Other experiments with solutions SC-2, H2SO4:H2O, and H3PO4:H2O were conducted in similar fashion. The same spectral treatments and model development steps were applied. Sulfuric acid and phosphoric acid experiments were conducted over vast ranges – from 1 to 96% by volume. The highly concentrated solutions, prepared in 4 : 1 mixtures of strong acids and DI water, were successful rendering accurate predictions with low – factor PLS models.

Results- Purity of Hydroflouric and Water solution by NIR

To evaluate model performance applied to samples outside the calibration set, an experiment was undertaken with the previously developed HF model. The bath was programmatically adjusted at predetermined levels. The test HF concentration range was within the range of the calibration model. Rendered prediction accuracy was comparable to that gathered during the original model validation steps. The data plot shown as Figure 10 further substantiates this.

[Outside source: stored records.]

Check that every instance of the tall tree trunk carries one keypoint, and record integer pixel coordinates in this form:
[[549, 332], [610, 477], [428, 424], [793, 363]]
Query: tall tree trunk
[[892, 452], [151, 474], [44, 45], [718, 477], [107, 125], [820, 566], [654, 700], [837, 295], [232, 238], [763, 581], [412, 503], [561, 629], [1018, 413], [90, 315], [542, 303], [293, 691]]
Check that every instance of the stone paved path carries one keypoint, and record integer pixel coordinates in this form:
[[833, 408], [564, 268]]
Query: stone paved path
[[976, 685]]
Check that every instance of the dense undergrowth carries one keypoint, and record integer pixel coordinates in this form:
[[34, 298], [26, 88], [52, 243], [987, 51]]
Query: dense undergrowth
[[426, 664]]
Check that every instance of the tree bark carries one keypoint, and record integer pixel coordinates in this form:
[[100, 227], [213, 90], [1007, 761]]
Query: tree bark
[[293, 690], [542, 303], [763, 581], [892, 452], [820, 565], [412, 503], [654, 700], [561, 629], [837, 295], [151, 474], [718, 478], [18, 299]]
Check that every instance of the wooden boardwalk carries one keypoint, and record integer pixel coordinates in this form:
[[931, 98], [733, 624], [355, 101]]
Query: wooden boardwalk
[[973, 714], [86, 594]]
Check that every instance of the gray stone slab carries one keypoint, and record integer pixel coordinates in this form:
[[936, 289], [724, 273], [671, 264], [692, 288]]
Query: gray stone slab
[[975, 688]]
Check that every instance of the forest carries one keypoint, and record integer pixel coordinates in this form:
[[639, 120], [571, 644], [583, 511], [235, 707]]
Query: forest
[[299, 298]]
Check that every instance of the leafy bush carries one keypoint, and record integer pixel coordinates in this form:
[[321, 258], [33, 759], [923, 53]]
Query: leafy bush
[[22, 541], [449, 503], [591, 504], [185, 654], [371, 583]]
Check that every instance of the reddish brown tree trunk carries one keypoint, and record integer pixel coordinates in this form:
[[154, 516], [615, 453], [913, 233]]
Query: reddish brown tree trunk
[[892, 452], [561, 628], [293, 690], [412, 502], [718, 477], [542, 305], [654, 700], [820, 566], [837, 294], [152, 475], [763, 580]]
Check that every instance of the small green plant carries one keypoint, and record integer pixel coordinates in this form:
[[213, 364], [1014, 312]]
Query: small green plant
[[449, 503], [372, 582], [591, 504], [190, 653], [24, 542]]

To approach real processing conditions, silicon wafers were added to the cleaning bath and held submerged for approximately 3 hours. Over this period, intermittent scans were collected at approximately 15-minute intervals. A typical program used to automatically replenish the bath solution operated the bath. Again, the original HF calibration model was used to make predictions. Results obtained suggest that the presence of the wafers will not significantly change the stability of neither the spectra nor the rendered prediction value. In the chart shown as Figure 11, the rise and fall represent the spent HF and corresponding acid makeup. HF monitoring requires a metal-free sample interface such as the PFA/PEEK Flowcell.

Conclusion – NIR Process Spectroscopy can be used to monitor the Purity of various Chemical baths used in the Semiconductor Industry

Based on the findings, the application of process NIR spectroscopy for real-time monitoring of cleaning and etching baths can provide certain advantages. Many different types of aqueous cleaning solutions can be reliably monitored. Further, this can be accomplished in situ in a real-time noninvasive, clean manner. The concept was successfully demonstrated on SC-1, a standard clean solution under widespread use in the industry, as well as other commonly used solutions including HF:H2O, SC-2, H2SO4:H2O, H3PO4:H20, and HF:HCl:H2O.

Analysis for both high component concentrations, up to approximately 80%, and low levels, down to 0.1%, were determined feasible. Another recognized feature was the operational versatility provided by multi-constituent analysis. Having each solution component tracked would allow fine adjustments to continuously operate at optimal conditions.

In this study, two approaches were demonstrated which enhance the NIR results. First, using a water reference for spectral measurements can be conveniently applied producing distinctive spectral regions of activity that are required for successful modeling. Also, taking a first derivative of the air-referenced spectrum has similar benefit. For levels at 0.1% or lower, statistical data smoothing looked beneficial. As expected, so did spectral baselining techniques. For this or a similar application, a Teflon flow cell is highly recommended. The Guided Wave flow cell also has sapphire windows permitting long-time exposure to strong acids commonly encountered in this industry, like HF. In summation, aqueous baths of harsh acidic or basic solutions can be accurately predicted online, in real-time by spectroscopic means.